Aims: Clinical utility of QTc prolongation as a predictor for sudden cardiac death (SCD) has not been definitely established. Ranolazine causes modest QTc prolongation, yet it shows antiarrhythmic properties. We aimed to determine the association between prolonged QTc and risk of SCD, and the effect of ranolazine on this relationship.
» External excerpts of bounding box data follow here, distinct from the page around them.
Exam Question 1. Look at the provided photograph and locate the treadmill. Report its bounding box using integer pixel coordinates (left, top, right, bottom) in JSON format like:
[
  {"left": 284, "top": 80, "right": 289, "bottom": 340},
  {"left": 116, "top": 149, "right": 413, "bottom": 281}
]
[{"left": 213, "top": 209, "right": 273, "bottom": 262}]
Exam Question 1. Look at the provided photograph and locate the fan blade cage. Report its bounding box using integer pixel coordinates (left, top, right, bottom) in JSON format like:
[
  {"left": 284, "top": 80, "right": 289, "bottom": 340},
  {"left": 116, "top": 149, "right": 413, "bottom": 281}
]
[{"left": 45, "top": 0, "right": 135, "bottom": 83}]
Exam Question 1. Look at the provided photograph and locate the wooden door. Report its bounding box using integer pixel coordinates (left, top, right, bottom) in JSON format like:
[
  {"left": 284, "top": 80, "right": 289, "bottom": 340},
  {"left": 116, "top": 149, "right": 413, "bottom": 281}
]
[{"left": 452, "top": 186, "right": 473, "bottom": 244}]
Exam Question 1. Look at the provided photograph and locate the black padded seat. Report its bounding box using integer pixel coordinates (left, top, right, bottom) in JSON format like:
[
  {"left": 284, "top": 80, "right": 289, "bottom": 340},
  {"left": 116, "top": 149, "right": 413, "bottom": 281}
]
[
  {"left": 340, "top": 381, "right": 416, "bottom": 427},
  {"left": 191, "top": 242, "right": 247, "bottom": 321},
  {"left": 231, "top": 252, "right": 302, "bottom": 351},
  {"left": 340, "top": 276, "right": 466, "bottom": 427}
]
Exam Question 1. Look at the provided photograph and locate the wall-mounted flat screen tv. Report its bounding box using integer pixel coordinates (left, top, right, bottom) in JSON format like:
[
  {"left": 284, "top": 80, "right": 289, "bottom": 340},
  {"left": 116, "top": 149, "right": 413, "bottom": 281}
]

Methods and results: The relationship between baseline QTc and SCD was studied in 6492 patients with non-ST elevation acute coronary syndrome (NSTEACS) randomized to placebo or ranolazine in the MERLIN-TIMI 36 trial. In the placebo group, an abnormal QTc interval (≥450 ms in men, ≥470 ms in women) was associated with a two-fold increased risk of SCD (hazard ratio, HR, 2.3, P = 0.005) after adjustment for other risk factors (age ≥75 years, NYHA class III/IV, high TIMI risk score, ventricular tachycardia ≥8 beats, digitalis, and antiarrhythmics). In the ranolazine group, the association between abnormal QTc and SCD was similar to placebo, but not significant (HR 1.8, P = 0.074). There was no significant difference between placebo and ranolazine in the risk for SCD in patients with abnormal QTc (HR 0.78, P = 0.48). When QTc was used as a continuous variable, for every 10 ms increase in QTc, hazard rate for SCD increased significantly by 8% (P = 0.007) in the placebo group, and only by 2.9% (P = 0.412; P for interaction=0.25) in the ranolazine group.
Conclusion: In NSTEACS patients treated with placebo, prolonged QTc was a significant independent predictor for SCD. Ranolazine, compared with placebo, was not associated with increased risk for SCD in patients with prolonged QTc.